I know this has been discussed at least once before, someone please referesh me. In the first part of the Econ curriculum higher interest rates (domestic RFR lets say) serve to attract foreign investment in the domestic currency, thus appreciating it. However we know through Interest Rate Parity that this ultimately results in the domestic currency depreciating since it’s interest rate is higher relative to the foreign rate. Also in the first part in the curriclum it states that expectations about currency exchange movements result in supply/demand shifts, i.e. expected depreciation decreases demand and increasese supply. Given this i’m confused about how increase rates increases demand for currency, since ultimately it will depreciate and the expectation of this depreciation should have a net effect of kind of canceling eachother out (int rates up = currency up, but exp depr = currency down).
IRP assumes that real interest rates are constant. The higher interest rates referenced in your third paragraph are nominal rates. Given constant real rates and higher nominal rates the currency will depreciate due to higher inflation. Think of it like this: (i) increase in real rates means currency appreciates; and (ii) increase in nominal rates (with real rates constant) currency depreciates. Hope that helps Mike
It does help, I had a feeling the first portion of economics (rates up = currency appr) had to do with real rates, because thats logical, but it never clearly stated it, and often times neither do the questions when they ask. The format is usually such that: “An increase in interest rates cause _____ to happen to currency demand” – in this situation no differentiation between real and nominal rates is mentioned, and no statement on whether interest parity is in effect are mentioned either.
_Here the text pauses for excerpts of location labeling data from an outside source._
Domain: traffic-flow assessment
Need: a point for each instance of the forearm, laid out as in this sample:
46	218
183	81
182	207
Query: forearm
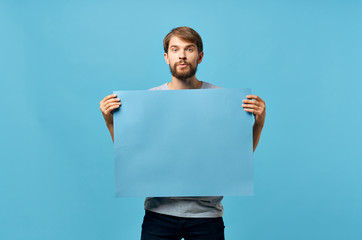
256	135
110	128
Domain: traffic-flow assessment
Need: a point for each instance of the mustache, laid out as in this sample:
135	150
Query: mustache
183	63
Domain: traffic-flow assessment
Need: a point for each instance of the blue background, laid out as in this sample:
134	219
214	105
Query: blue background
58	59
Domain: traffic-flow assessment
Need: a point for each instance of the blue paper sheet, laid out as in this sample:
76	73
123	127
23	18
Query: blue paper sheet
195	142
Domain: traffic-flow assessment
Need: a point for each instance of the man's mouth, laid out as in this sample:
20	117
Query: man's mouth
182	64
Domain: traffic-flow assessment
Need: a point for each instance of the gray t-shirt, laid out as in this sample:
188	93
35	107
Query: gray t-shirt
193	207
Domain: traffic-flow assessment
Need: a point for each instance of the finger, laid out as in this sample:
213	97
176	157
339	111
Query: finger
110	109
112	100
254	111
112	104
255	97
252	97
251	106
253	102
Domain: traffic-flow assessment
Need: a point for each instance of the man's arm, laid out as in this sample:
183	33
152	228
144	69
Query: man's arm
255	105
107	105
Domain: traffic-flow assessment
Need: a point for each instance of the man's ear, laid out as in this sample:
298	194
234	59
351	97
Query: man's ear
201	55
166	58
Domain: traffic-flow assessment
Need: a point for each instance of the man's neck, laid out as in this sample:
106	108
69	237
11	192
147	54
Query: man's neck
190	83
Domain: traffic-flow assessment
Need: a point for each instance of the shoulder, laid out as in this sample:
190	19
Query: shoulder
162	87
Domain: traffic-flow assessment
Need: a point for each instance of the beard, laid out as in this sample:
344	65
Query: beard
184	73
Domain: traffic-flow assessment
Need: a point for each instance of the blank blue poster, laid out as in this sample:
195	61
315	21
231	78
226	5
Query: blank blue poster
195	142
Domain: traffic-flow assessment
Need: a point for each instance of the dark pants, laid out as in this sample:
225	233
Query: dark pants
163	227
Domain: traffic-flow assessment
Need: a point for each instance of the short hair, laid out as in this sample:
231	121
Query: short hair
186	34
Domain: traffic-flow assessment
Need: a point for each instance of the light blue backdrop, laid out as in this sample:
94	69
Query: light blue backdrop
58	59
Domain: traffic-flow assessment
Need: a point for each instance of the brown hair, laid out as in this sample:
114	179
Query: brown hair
186	34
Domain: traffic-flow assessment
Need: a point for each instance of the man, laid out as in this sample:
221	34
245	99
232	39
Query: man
191	218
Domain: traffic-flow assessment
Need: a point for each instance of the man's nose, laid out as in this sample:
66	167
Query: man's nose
182	55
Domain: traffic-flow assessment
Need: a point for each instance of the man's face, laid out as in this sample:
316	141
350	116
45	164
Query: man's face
183	58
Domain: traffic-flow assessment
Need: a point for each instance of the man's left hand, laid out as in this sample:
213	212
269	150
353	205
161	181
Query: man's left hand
255	105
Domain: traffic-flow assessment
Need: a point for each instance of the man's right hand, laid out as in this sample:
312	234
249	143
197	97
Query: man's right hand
107	105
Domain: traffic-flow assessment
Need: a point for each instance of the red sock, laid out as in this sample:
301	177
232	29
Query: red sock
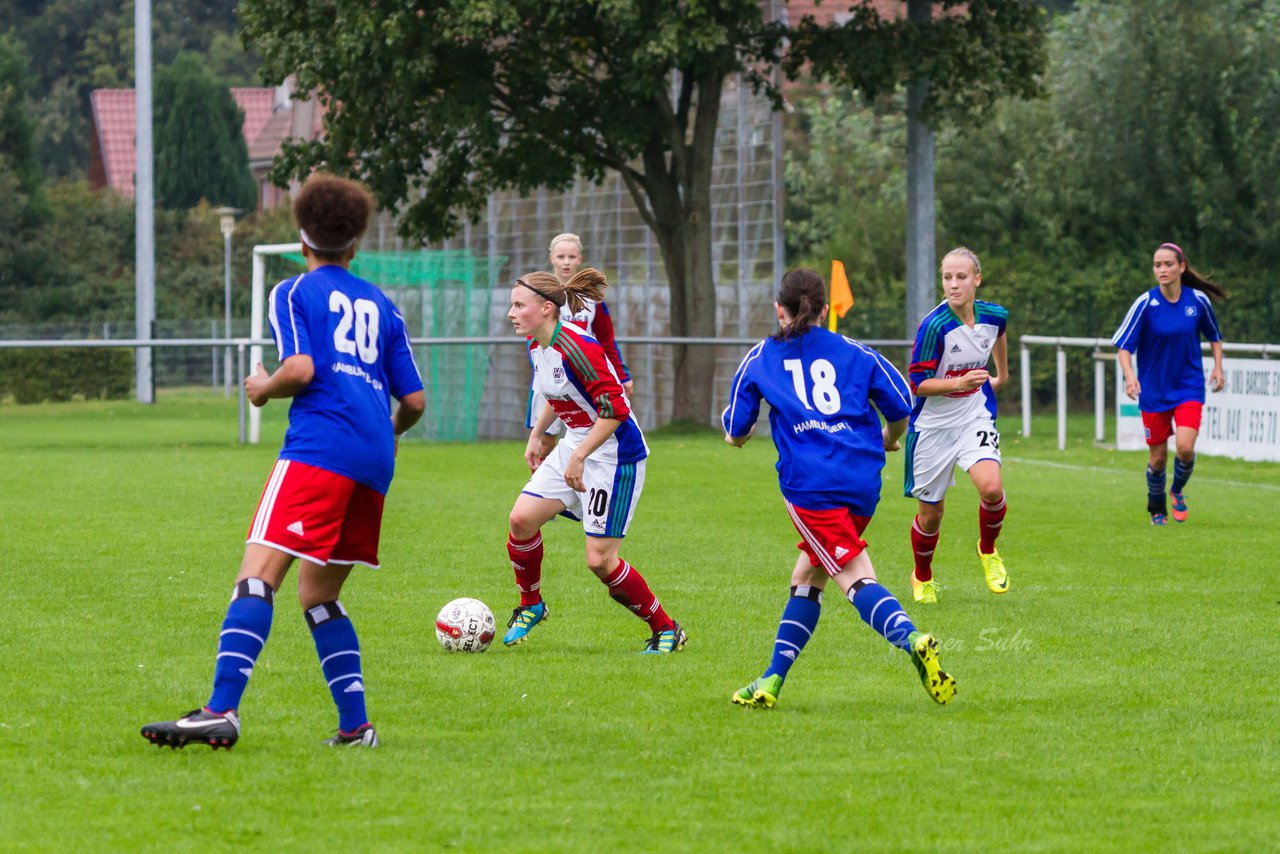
922	547
629	589
526	560
991	519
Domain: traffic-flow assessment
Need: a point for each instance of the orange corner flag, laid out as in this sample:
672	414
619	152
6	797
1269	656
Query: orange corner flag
841	297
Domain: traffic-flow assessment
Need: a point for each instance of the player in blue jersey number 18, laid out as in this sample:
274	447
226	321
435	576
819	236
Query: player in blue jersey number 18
827	394
1164	328
343	355
954	419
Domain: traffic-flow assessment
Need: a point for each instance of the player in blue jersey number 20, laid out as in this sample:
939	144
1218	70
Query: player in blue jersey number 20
823	391
595	474
954	419
1164	327
343	355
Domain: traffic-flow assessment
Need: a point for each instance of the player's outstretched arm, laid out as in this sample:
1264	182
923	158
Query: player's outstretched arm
408	411
894	432
739	441
1000	355
293	375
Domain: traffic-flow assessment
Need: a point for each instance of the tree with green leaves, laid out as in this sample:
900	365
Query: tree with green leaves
21	181
435	109
200	147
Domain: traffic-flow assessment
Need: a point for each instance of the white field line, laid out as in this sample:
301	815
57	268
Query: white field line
1116	471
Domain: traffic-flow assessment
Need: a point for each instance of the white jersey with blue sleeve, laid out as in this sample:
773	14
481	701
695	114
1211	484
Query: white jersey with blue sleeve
946	347
823	391
357	341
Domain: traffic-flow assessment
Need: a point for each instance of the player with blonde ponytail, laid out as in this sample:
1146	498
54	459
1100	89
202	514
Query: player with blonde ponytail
595	474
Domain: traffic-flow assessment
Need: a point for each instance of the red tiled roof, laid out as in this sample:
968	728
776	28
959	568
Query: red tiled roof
257	104
114	110
837	10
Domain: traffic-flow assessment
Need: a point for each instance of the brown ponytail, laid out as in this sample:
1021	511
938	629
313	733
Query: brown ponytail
803	293
586	283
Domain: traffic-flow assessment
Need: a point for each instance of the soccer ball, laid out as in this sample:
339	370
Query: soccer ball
465	626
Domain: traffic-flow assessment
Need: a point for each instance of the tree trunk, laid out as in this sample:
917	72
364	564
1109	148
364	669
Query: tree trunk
681	202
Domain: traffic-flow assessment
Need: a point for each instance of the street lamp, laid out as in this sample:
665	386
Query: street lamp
227	220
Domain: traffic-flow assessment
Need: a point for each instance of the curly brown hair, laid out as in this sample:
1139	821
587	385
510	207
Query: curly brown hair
332	213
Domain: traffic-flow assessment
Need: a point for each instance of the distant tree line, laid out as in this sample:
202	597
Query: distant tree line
1161	123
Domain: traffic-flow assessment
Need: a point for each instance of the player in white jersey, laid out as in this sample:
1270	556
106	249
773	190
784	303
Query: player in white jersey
595	474
565	255
954	420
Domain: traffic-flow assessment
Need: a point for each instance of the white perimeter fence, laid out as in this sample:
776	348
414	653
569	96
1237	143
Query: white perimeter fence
250	351
1105	352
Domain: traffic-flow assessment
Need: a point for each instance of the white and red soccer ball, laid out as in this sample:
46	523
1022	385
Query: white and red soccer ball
465	626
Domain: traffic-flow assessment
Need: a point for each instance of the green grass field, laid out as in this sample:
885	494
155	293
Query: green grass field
1120	697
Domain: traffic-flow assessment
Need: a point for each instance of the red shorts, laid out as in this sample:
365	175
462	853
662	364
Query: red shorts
831	537
318	515
1160	425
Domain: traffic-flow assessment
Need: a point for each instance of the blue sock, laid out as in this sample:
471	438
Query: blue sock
881	611
338	649
245	630
1182	474
1156	491
798	624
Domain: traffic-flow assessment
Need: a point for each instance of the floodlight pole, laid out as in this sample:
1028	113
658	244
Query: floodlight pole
144	199
920	213
227	222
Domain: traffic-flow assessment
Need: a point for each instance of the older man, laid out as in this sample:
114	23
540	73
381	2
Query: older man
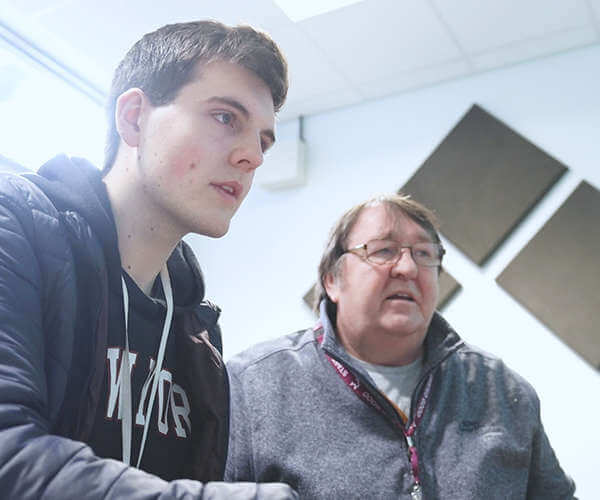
382	399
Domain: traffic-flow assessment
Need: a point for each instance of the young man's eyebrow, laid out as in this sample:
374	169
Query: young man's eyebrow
230	101
234	103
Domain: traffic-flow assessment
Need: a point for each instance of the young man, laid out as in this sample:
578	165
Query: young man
382	399
108	351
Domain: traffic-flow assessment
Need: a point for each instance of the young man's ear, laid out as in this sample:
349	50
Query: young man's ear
128	113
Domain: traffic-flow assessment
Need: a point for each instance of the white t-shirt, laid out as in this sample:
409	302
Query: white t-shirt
396	382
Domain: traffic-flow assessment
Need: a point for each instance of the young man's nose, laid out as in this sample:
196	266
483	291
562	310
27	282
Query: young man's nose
248	153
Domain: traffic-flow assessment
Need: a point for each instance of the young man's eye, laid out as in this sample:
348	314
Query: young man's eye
225	117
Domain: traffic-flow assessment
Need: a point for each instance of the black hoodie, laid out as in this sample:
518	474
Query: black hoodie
75	187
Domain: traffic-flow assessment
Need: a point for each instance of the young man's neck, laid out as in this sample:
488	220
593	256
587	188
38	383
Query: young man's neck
145	239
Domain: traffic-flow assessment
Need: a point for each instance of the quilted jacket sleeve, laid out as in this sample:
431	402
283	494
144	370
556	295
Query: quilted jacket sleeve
35	464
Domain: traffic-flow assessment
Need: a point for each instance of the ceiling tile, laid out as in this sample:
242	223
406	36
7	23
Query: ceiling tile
319	103
413	79
528	49
479	26
375	38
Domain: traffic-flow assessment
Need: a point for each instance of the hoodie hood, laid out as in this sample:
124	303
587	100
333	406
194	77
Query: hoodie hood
74	184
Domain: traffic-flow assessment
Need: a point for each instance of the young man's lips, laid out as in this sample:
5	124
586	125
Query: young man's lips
230	188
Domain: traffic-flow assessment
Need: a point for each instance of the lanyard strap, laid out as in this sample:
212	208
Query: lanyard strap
125	395
365	395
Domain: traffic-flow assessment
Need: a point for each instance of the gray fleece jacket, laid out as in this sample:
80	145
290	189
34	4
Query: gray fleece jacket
293	419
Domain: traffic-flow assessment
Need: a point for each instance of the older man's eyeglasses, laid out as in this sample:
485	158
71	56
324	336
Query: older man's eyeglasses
382	252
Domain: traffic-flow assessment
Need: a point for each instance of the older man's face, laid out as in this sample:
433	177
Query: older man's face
383	311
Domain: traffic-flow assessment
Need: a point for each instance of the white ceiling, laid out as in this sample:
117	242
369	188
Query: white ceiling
364	51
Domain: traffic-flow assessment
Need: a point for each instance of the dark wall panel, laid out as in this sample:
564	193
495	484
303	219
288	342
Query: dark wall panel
557	275
481	181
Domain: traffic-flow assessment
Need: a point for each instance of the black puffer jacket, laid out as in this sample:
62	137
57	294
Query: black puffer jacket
58	258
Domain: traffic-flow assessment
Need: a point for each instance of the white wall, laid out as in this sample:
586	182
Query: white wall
260	270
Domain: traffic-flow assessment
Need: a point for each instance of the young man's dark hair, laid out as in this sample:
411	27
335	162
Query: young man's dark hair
112	383
163	61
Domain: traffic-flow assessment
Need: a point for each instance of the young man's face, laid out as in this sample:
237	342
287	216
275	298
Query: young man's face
197	155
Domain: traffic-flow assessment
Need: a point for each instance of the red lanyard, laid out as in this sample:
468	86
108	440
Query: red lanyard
365	395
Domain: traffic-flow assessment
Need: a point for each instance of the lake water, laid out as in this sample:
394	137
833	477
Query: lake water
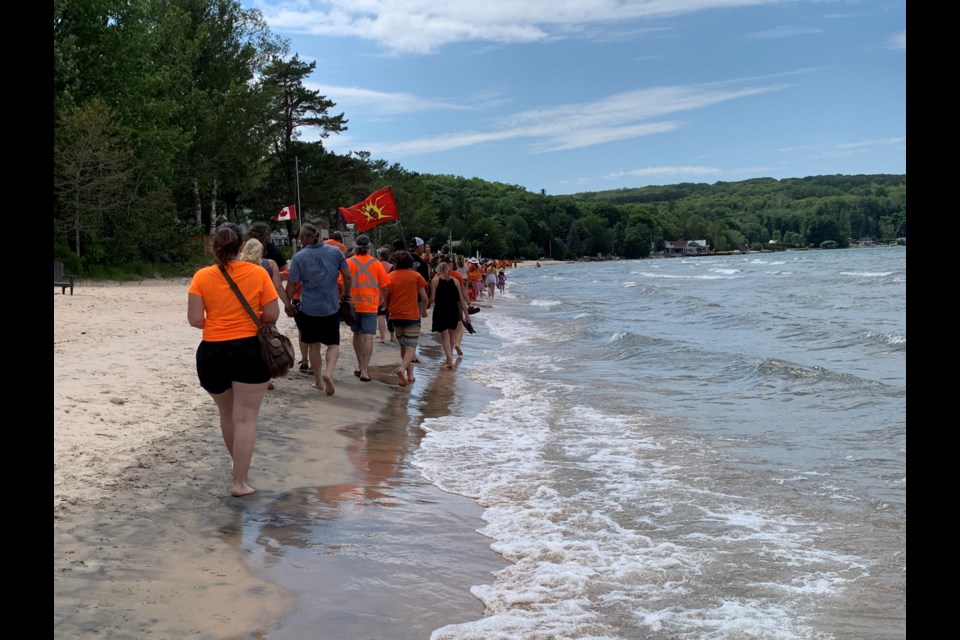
682	448
704	447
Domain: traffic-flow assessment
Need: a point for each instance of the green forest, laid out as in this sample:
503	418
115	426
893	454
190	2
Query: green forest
173	116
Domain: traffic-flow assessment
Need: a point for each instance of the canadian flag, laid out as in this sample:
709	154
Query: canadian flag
289	212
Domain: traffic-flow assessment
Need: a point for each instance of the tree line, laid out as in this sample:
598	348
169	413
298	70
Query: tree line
172	116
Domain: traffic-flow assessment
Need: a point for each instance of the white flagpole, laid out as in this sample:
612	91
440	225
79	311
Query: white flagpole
296	168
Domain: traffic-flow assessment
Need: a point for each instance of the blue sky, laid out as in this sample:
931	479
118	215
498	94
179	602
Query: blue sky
587	95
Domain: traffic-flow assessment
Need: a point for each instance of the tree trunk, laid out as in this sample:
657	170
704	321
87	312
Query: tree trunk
198	210
213	207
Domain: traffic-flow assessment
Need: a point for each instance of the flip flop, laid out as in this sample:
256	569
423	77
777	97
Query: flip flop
328	387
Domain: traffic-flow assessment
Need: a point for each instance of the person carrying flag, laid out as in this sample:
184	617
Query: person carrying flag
370	287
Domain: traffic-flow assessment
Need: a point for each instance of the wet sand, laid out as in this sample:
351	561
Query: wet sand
341	532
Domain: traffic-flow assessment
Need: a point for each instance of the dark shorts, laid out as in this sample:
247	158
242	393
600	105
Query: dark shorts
220	364
364	323
407	332
322	329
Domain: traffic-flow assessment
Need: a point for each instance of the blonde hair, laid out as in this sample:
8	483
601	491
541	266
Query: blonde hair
252	251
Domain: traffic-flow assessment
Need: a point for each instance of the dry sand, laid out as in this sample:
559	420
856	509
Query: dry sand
146	535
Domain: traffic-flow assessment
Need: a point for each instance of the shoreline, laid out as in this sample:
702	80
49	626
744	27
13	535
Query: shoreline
147	539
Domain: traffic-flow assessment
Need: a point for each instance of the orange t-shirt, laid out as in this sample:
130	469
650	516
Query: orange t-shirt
336	243
405	286
369	277
226	319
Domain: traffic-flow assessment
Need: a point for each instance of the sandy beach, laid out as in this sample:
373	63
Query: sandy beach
148	541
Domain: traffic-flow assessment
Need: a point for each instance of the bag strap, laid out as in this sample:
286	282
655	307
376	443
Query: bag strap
243	301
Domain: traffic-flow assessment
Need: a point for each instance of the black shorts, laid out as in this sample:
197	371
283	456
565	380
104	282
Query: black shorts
220	364
322	329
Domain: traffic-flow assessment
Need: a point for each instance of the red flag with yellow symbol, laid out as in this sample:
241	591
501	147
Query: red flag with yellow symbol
375	209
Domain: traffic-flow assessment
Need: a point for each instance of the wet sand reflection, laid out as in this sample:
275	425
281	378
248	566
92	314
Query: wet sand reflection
386	555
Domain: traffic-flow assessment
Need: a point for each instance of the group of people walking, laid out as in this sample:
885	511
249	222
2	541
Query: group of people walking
390	291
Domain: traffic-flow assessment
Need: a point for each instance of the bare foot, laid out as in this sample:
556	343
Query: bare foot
242	490
328	385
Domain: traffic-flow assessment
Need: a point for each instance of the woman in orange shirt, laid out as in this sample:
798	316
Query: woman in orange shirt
229	364
407	304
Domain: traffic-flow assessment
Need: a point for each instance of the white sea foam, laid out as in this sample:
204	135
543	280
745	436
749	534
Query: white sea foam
617	523
867	274
544	303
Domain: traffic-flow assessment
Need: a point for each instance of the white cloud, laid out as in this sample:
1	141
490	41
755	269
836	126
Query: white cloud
898	41
618	117
355	100
785	32
844	149
422	26
665	171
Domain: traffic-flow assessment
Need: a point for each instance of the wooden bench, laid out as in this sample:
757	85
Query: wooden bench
61	279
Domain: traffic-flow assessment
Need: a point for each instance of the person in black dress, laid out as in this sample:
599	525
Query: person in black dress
449	306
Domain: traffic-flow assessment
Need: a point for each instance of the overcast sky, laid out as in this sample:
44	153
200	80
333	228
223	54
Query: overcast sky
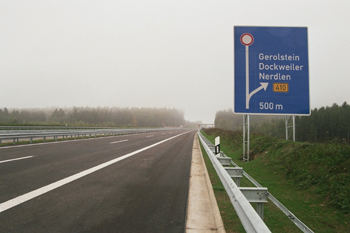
155	53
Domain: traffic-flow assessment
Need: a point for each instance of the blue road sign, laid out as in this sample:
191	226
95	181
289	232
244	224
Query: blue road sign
271	70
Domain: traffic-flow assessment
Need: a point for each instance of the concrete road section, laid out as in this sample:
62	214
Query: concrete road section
136	183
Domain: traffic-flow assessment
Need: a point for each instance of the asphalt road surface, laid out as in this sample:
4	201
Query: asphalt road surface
135	183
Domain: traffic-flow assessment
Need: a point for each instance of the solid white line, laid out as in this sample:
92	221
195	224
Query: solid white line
75	140
28	196
120	141
10	160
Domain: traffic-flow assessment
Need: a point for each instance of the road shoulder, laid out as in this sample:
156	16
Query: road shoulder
203	214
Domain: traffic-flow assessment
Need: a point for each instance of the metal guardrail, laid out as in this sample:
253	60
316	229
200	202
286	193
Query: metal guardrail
16	135
274	200
250	219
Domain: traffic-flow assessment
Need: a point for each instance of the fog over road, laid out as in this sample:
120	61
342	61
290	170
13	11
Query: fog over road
130	183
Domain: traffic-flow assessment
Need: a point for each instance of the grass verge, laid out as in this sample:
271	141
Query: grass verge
308	207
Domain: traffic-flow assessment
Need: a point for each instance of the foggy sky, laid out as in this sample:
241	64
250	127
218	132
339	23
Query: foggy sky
155	53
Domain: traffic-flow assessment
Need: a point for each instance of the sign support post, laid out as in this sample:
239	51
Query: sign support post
246	138
288	119
271	74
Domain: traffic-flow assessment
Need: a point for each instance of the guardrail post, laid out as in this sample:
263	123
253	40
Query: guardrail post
225	161
256	195
235	172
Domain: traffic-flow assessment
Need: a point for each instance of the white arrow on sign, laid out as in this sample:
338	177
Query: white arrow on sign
263	86
247	40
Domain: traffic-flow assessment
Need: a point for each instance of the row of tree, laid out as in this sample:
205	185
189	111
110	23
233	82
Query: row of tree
323	125
130	117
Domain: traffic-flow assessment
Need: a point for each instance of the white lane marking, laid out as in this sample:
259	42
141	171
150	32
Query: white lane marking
120	141
75	140
28	196
10	160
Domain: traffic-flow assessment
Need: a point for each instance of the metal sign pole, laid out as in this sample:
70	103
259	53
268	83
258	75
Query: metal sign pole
287	120
246	138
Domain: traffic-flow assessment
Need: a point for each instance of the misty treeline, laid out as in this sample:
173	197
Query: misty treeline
325	124
86	116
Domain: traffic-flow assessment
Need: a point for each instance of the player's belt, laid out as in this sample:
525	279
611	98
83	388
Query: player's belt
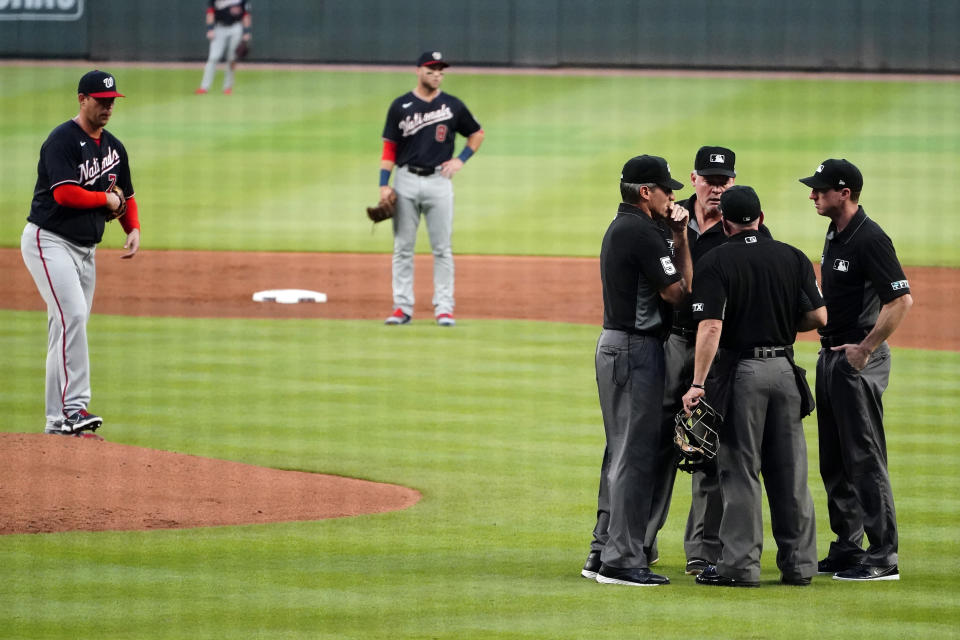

When they just say interest rates, I take it to mean nominal rates, because those are the rates that people talk about. The problem with the above analysis is that if the Fed increases the target Fed funds rate, and interest rates start to increase, it is not clear whether the currency will appreciate or depreciate, since no one knows whether real or nominal interest rates are the ones increasing! If you think it is nominal rates increasing, then currency depreciates…if the increase is in real rates, then expect currency to appreciate. Do you agree?
I agree, and again, my problem is not comprehending real versus nominal effects, it’s the fact that they often dont say the world “nominal” when asking the question, and also don’t mention that real rates are constant. IMO you need to know whats happening to the real rate, and if you are being given real or nominal, to make any assumptions. The only argument I can come up with is perhaps that in the earlier chapters parity is not being discussed, so maybe its assuming parity doesn’t hold and thats why inc int rates result in currency apprec?